This is very useful tech info from the BD4 group! Thought you guys might
find it interesting.

[...]
So there you go: Check your cylinders on the 6 vertical fins between the

spark plug and the valve cover. There should be 0.060" - 0.090" clearance on
both sides of the fins. Look down between the fins about 1.5" for the
parting line of the casting molds and you'll see the flashing of which I'm
speaking. In the diagonal corners 90 degrees to the fins we found openings
ranging from NONE to 1/8" holes that appeared to have been drilled post
casting to a distorted "Y" at the outboard corner and a 5/8" long slot at
the inboard corner.

This explains why some planes in the fleet DON'T have CHT problems, and

some DO, and some do only on 1 or 2 cylinders. It may be that being blessed
with 4 good cylinders lets you brag to your buddies about your low CHTs, and
they might never be able to achieve those readings if their cylinders have
the flashing at the mold parting line!



Thanks for the info. Several years ago I overhauled an IO-360 Continental
engine and found one jug looking a little fried. Since the other cylinders
appeared normal for the hours in service, I went to the logs and found where
the A&P and owner complained about that cylinder's constantly sticking
exhaust valve, and indeed the guide was worn out of limits and the studs
were so corroded they wouldn't back out. We broke them. So we had to
drill them out and do some machining and detail work with helicoils and an
oversize stud. The intake valve guide was worn more than usual too, and
there was abundant coking around and under the springs in the rocker boxes,
especially on the exhaust valve guide. When you see coking like this,
something is wrong. It's hot as hell. We had to use carburetor cleaner (the
nasty kind) to get the springs and keepers out, and the exhaust valve was of
course stuck in the guide and had to be "helped" out. Everywhere we looked
around the exhaust port of that cylinder was evidence of too much heat.

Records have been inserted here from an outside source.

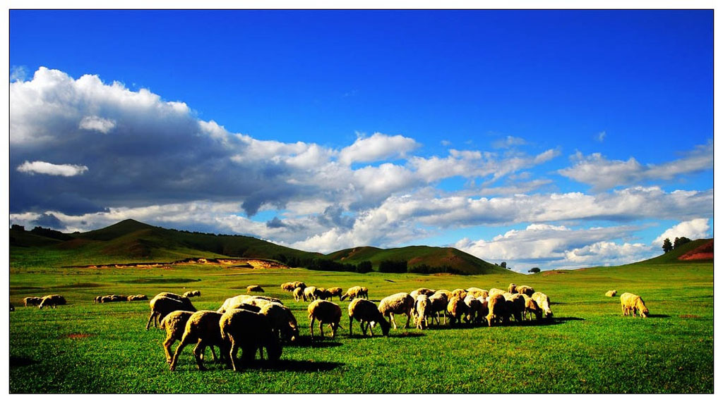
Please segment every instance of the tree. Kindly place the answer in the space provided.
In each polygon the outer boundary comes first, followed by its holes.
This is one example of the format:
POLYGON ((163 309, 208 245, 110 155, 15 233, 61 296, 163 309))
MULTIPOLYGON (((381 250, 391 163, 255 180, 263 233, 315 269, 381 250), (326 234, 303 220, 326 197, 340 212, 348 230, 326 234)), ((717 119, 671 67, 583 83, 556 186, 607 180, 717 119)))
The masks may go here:
POLYGON ((667 253, 672 250, 673 250, 673 244, 670 243, 669 238, 666 238, 665 240, 663 241, 663 252, 667 253))

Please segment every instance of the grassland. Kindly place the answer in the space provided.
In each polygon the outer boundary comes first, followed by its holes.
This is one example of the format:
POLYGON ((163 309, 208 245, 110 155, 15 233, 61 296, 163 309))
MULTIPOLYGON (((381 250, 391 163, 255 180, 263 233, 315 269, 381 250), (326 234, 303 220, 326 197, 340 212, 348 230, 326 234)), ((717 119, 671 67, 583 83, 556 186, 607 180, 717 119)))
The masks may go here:
MULTIPOLYGON (((11 393, 711 393, 713 265, 644 263, 618 267, 458 276, 355 274, 215 265, 154 269, 61 268, 62 251, 11 250, 11 393), (53 264, 48 264, 52 262, 53 264), (335 340, 312 343, 306 304, 278 285, 365 285, 378 301, 421 286, 453 289, 527 284, 547 293, 555 320, 502 327, 392 329, 364 338, 348 322, 335 340), (165 362, 165 332, 145 325, 146 301, 95 304, 96 295, 199 289, 199 309, 260 284, 299 322, 299 342, 281 361, 234 373, 196 369, 187 347, 175 372, 165 362), (643 296, 648 319, 623 317, 609 289, 643 296), (55 310, 22 306, 25 296, 61 293, 55 310)), ((90 259, 90 257, 88 257, 90 259)), ((346 311, 347 301, 339 303, 346 311)), ((345 315, 346 316, 346 315, 345 315)))

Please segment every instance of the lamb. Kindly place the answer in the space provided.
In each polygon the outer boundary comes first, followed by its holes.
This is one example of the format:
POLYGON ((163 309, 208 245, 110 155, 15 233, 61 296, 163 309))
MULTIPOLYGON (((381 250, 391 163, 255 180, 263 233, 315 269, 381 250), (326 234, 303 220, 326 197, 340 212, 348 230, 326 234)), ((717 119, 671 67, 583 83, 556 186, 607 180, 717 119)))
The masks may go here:
POLYGON ((526 294, 527 296, 531 297, 532 294, 535 293, 534 289, 529 285, 519 285, 517 287, 517 292, 521 294, 526 294))
POLYGON ((549 309, 549 297, 539 292, 534 293, 530 296, 532 299, 535 300, 537 305, 542 309, 542 313, 544 314, 545 318, 548 319, 551 319, 552 317, 552 311, 549 309))
POLYGON ((384 315, 379 311, 377 304, 368 299, 356 298, 349 303, 349 337, 351 337, 351 328, 354 321, 359 321, 359 327, 362 328, 362 334, 367 335, 367 329, 369 329, 371 336, 374 336, 372 329, 376 324, 379 324, 382 327, 382 334, 385 336, 389 335, 389 328, 390 325, 384 315), (367 326, 364 327, 364 322, 367 326))
POLYGON ((427 322, 427 316, 432 314, 431 311, 432 306, 429 304, 429 297, 425 294, 417 296, 416 304, 414 304, 414 316, 416 317, 417 329, 424 330, 429 327, 427 322))
POLYGON ((64 298, 63 296, 51 294, 43 297, 43 300, 40 301, 40 304, 38 306, 38 308, 42 309, 43 306, 52 306, 53 309, 55 309, 57 308, 59 305, 65 304, 65 298, 64 298))
POLYGON ((326 291, 328 293, 330 301, 331 301, 332 297, 335 296, 339 297, 339 301, 341 301, 341 291, 343 291, 341 287, 332 287, 326 291))
MULTIPOLYGON (((153 297, 148 304, 150 306, 150 316, 148 317, 148 323, 145 324, 145 329, 150 327, 151 321, 153 325, 158 327, 161 322, 168 315, 174 311, 190 311, 195 312, 196 308, 191 304, 191 300, 179 296, 179 298, 166 296, 164 293, 161 293, 153 297)), ((168 293, 167 295, 174 295, 168 293)), ((177 295, 177 294, 176 294, 177 295)))
POLYGON ((640 296, 632 293, 623 293, 620 296, 620 306, 623 308, 623 316, 627 316, 630 312, 635 316, 636 311, 640 312, 640 316, 643 318, 648 317, 648 308, 645 306, 645 302, 640 296))
POLYGON ((331 338, 336 336, 336 329, 340 327, 339 322, 341 321, 341 308, 339 306, 323 299, 317 299, 309 304, 307 308, 309 312, 309 319, 312 319, 309 324, 311 329, 312 340, 314 340, 314 321, 319 321, 319 332, 322 338, 324 337, 325 323, 331 327, 331 338))
POLYGON ((293 342, 299 337, 296 318, 288 308, 278 302, 270 302, 262 306, 259 313, 268 319, 271 329, 280 338, 293 342))
POLYGON ((250 293, 250 292, 262 293, 262 292, 264 292, 264 289, 261 288, 261 285, 259 285, 257 284, 254 284, 253 285, 249 285, 248 287, 247 287, 246 288, 246 292, 247 292, 247 293, 250 293))
MULTIPOLYGON (((490 290, 491 291, 492 290, 490 290)), ((507 314, 507 301, 505 299, 505 296, 500 293, 495 293, 490 295, 489 298, 489 299, 487 301, 489 313, 486 318, 487 325, 492 327, 492 324, 506 324, 510 320, 510 317, 507 314)))
POLYGON ((447 311, 450 314, 450 324, 454 325, 457 322, 462 324, 462 318, 467 315, 469 308, 464 304, 464 300, 458 296, 453 296, 447 304, 447 311))
POLYGON ((242 351, 241 361, 244 363, 252 362, 256 358, 256 350, 262 347, 266 348, 270 361, 275 361, 281 356, 281 343, 266 316, 246 309, 231 309, 221 316, 219 325, 234 371, 241 370, 241 363, 236 358, 239 347, 242 351))
POLYGON ((22 303, 27 306, 28 305, 31 306, 38 306, 43 302, 43 297, 39 296, 28 296, 22 298, 22 303))
POLYGON ((162 343, 163 352, 166 353, 166 362, 171 363, 173 361, 173 355, 171 354, 171 347, 174 345, 176 340, 181 341, 183 338, 183 332, 186 329, 186 322, 188 318, 191 317, 193 312, 190 311, 174 311, 161 321, 161 328, 166 329, 166 340, 162 343))
POLYGON ((525 297, 522 296, 510 293, 502 294, 507 301, 507 316, 514 316, 518 323, 522 322, 522 314, 525 311, 525 297))
POLYGON ((169 369, 174 371, 178 363, 179 355, 183 347, 196 343, 193 349, 193 355, 196 358, 196 366, 201 371, 205 370, 203 366, 203 352, 206 347, 211 348, 211 355, 213 360, 218 362, 218 358, 213 352, 213 346, 218 346, 221 357, 226 356, 227 343, 221 337, 221 319, 223 314, 215 311, 198 311, 189 316, 184 329, 181 344, 176 348, 176 353, 171 360, 169 369))
POLYGON ((390 295, 382 298, 379 303, 379 311, 389 318, 389 322, 394 326, 395 329, 397 328, 397 324, 394 322, 394 314, 407 316, 407 322, 404 325, 404 329, 406 329, 409 327, 409 319, 411 319, 413 309, 414 309, 414 298, 406 293, 390 295))

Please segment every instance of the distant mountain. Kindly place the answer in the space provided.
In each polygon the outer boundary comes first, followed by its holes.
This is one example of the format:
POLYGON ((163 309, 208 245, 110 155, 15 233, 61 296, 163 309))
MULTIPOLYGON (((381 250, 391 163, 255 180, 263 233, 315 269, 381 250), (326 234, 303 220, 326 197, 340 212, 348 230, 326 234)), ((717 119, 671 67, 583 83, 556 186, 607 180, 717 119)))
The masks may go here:
POLYGON ((252 236, 167 229, 135 220, 125 220, 100 229, 71 234, 57 231, 33 234, 12 229, 10 245, 61 249, 65 251, 66 259, 84 263, 92 260, 97 264, 171 262, 188 257, 256 257, 303 262, 323 260, 351 265, 369 261, 375 267, 385 260, 403 261, 408 267, 420 270, 441 270, 465 274, 510 273, 449 247, 415 246, 383 249, 362 247, 324 255, 252 236))

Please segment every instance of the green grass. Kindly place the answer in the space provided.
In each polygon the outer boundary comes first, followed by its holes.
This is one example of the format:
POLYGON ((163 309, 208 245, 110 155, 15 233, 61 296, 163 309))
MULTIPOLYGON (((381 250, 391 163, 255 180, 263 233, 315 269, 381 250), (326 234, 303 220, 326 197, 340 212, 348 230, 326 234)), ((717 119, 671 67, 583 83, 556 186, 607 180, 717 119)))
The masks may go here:
MULTIPOLYGON (((153 269, 59 268, 61 252, 12 252, 11 393, 712 393, 713 265, 623 267, 474 276, 252 270, 211 265, 153 269), (52 262, 54 264, 48 264, 52 262), (502 327, 448 327, 390 331, 362 338, 358 324, 333 340, 310 343, 306 304, 281 291, 299 280, 322 287, 369 288, 378 301, 399 291, 506 288, 510 282, 547 293, 551 323, 502 327), (171 372, 162 330, 145 326, 147 301, 95 304, 97 295, 198 289, 199 309, 260 284, 299 321, 301 340, 285 345, 276 366, 234 373, 210 363, 196 369, 191 347, 171 372), (617 289, 643 296, 648 319, 623 317, 617 289), (22 306, 25 296, 63 294, 53 310, 22 306)), ((401 318, 400 318, 401 319, 401 318)), ((403 320, 398 319, 400 325, 403 320)), ((325 332, 328 332, 326 330, 325 332)), ((175 348, 175 345, 174 345, 175 348)))

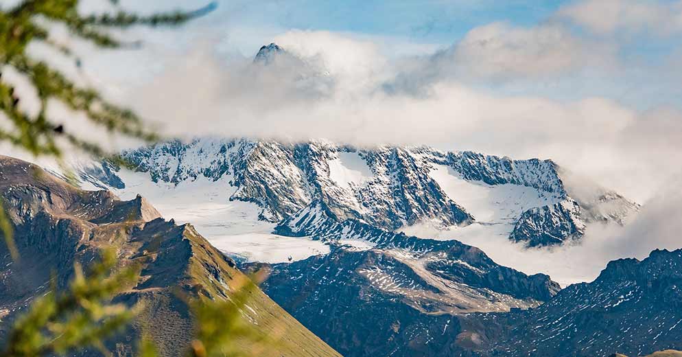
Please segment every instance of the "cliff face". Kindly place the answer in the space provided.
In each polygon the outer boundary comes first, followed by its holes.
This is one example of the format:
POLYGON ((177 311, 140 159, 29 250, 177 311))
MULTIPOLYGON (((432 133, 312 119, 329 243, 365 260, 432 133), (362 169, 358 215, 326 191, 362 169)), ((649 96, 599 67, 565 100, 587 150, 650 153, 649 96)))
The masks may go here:
MULTIPOLYGON (((549 246, 579 239, 591 222, 622 224, 639 209, 593 183, 575 183, 550 160, 428 147, 200 138, 122 156, 155 183, 226 178, 234 189, 231 200, 254 203, 261 219, 276 222, 321 203, 340 222, 355 219, 386 230, 423 222, 502 224, 513 240, 549 246), (567 180, 590 194, 574 194, 567 180)), ((117 172, 106 162, 79 170, 97 187, 125 187, 117 172)))
MULTIPOLYGON (((0 341, 12 321, 47 290, 53 274, 57 288, 63 288, 73 264, 87 265, 104 246, 117 249, 121 264, 136 262, 143 268, 137 285, 115 298, 131 306, 143 301, 146 306, 126 334, 108 341, 117 356, 134 354, 142 325, 161 355, 181 356, 193 317, 180 297, 228 299, 248 279, 192 226, 164 220, 140 196, 121 201, 108 192, 82 191, 6 157, 0 157, 0 196, 21 257, 12 261, 0 244, 0 341)), ((339 356, 259 290, 248 305, 243 312, 259 334, 287 336, 264 356, 339 356)))

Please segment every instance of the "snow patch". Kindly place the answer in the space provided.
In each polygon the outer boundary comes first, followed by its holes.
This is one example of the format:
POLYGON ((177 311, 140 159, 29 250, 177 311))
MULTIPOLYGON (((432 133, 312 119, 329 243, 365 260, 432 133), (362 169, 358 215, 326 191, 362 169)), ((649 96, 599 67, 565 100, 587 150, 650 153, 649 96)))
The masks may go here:
POLYGON ((362 186, 374 177, 367 163, 357 152, 338 152, 338 157, 327 161, 329 178, 340 187, 362 186))
MULTIPOLYGON (((140 194, 166 220, 191 223, 215 248, 246 257, 248 261, 281 263, 329 253, 329 246, 309 238, 272 234, 275 223, 259 220, 261 208, 253 203, 230 200, 236 190, 231 176, 213 181, 200 175, 177 184, 152 181, 146 172, 125 169, 117 173, 126 188, 110 188, 124 200, 140 194)), ((90 189, 89 185, 83 187, 90 189)), ((96 187, 93 187, 96 189, 96 187)))
POLYGON ((528 209, 560 202, 558 197, 519 185, 490 185, 470 181, 445 165, 434 165, 429 172, 445 194, 481 222, 515 222, 528 209))

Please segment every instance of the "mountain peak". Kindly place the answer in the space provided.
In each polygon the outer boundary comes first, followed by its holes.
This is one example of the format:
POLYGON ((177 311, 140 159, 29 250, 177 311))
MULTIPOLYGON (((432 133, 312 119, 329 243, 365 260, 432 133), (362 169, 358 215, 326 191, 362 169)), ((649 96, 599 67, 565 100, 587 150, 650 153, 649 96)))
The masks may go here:
POLYGON ((268 64, 272 61, 275 55, 282 52, 284 52, 284 49, 282 47, 277 45, 277 43, 272 43, 270 45, 261 47, 261 49, 258 50, 258 53, 256 54, 256 56, 254 57, 253 62, 254 63, 263 62, 268 64))

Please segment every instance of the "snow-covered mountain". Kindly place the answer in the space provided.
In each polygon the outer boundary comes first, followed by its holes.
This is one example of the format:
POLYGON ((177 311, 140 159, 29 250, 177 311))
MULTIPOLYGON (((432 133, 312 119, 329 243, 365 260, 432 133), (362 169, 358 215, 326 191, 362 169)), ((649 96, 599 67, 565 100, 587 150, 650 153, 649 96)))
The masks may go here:
MULTIPOLYGON (((122 156, 156 184, 223 183, 233 191, 230 201, 255 204, 259 219, 280 222, 278 231, 289 235, 351 220, 387 231, 427 224, 467 234, 471 226, 491 227, 491 234, 547 246, 579 239, 591 222, 622 224, 638 209, 596 185, 585 189, 583 181, 580 194, 572 194, 565 183, 571 174, 550 160, 427 147, 199 139, 122 156)), ((82 168, 80 176, 124 189, 117 170, 102 163, 82 168)))

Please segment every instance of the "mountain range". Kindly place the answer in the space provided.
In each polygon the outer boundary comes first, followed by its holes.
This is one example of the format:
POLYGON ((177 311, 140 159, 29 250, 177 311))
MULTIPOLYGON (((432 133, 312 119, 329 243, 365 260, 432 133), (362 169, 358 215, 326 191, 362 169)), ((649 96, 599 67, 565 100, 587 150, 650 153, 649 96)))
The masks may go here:
MULTIPOLYGON (((277 70, 285 60, 305 62, 273 43, 252 65, 277 70)), ((292 78, 325 73, 309 68, 292 78)), ((143 279, 117 299, 154 307, 109 343, 119 356, 132 353, 144 324, 152 324, 164 356, 177 355, 192 316, 173 292, 226 299, 244 273, 263 269, 270 277, 244 312, 263 334, 286 331, 272 356, 682 349, 682 250, 613 261, 593 281, 562 288, 474 246, 501 237, 550 251, 637 214, 637 203, 552 160, 216 137, 161 142, 120 158, 125 167, 73 163, 76 188, 58 170, 0 157, 0 194, 20 251, 31 257, 16 262, 0 250, 0 341, 5 322, 47 291, 50 270, 63 286, 74 262, 114 242, 124 262, 145 262, 143 279), (434 231, 451 238, 424 233, 434 231)))
MULTIPOLYGON (((22 257, 12 260, 0 244, 0 341, 11 322, 49 291, 51 281, 64 288, 74 263, 87 266, 104 247, 115 247, 121 264, 143 267, 137 284, 115 298, 145 306, 125 334, 107 341, 116 356, 136 355, 142 326, 162 356, 184 356, 193 318, 183 297, 229 299, 248 279, 193 227, 163 220, 139 196, 125 201, 108 191, 83 191, 35 165, 0 156, 0 197, 22 257)), ((287 334, 263 356, 339 356, 259 290, 242 312, 262 335, 287 334)))

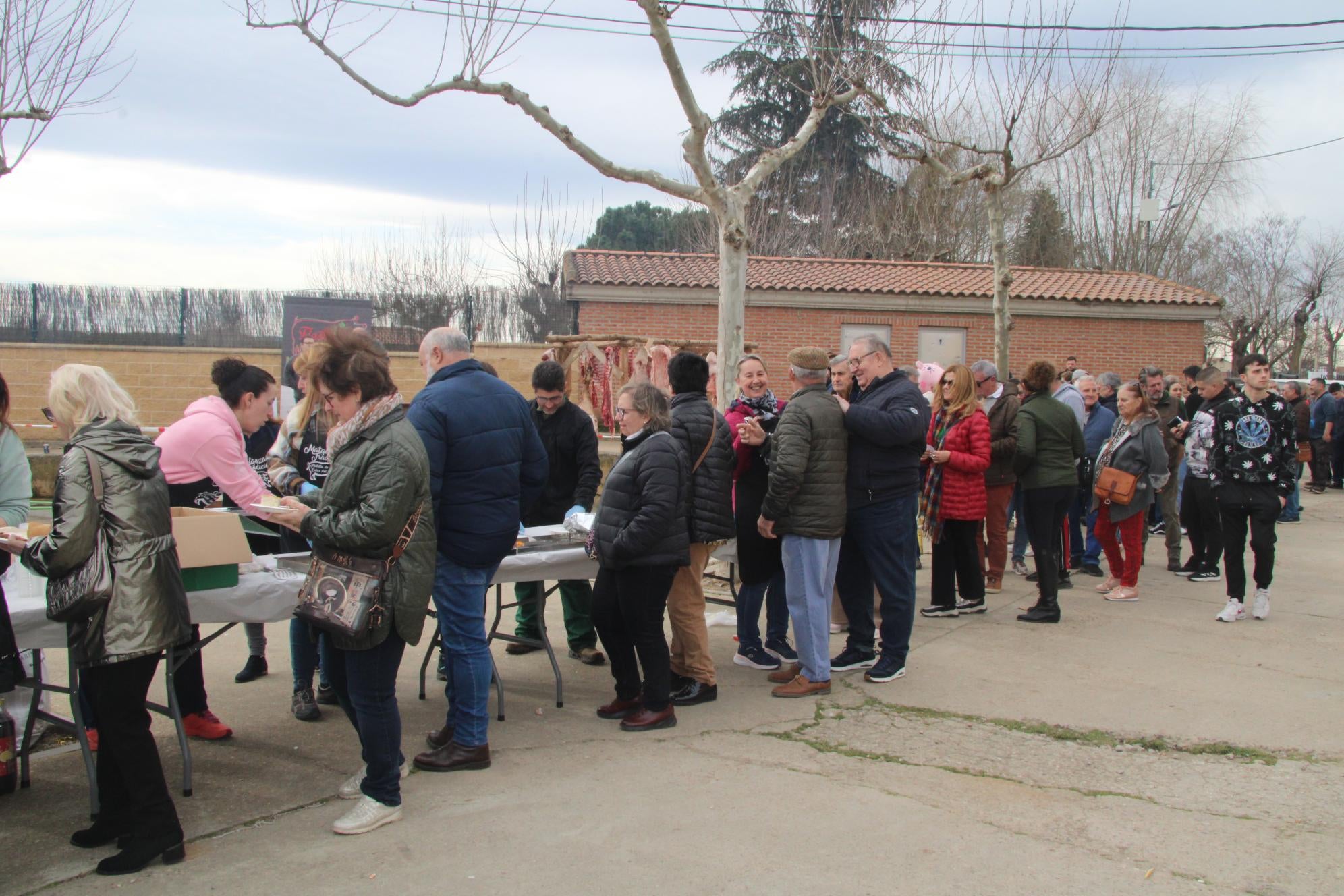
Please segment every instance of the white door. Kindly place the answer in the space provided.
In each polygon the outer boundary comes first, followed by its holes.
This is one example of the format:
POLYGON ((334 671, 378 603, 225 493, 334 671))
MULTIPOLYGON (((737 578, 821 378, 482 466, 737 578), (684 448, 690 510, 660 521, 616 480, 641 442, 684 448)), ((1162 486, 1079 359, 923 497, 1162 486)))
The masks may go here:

So I took the damn thing home and began to contemplate it and soon found
gobs of flashing between the fins around the exhaust port and the spark
plugs. You could easily see the cooling airflow had been obstructed. And
so I took a small keymaker's file and removed the flashing, fin by fin.
That cylinder is now happy. A Continental IO-360 is a hot-running engine
anyway. It turns up to 2800 RPM in most applications, like in the
Skymaster. You can tell Continental and Cessna were concerned about cooling
because of all the elaborate baffling, a heck of a lot more than on the
daddy O-300.

Anytime I work on a cylinder, or install new cylinders, that's the first
thing I look for --- to see that all the fins are there and that there's no
crap between them to keep them from doing their job.

I just installed a brand new Millenium which had a broken exhaust port fin,
probably damaged in shipping. Luckily it is no. 6 on an O-300, stuck out
there in front of the cowl where you can see it. It WILL be watched.
Unluckily, on these cylinders, you don't have a bayonet mount for a temp
sensor; you have to monitor CHT with an under-the-plug sensor.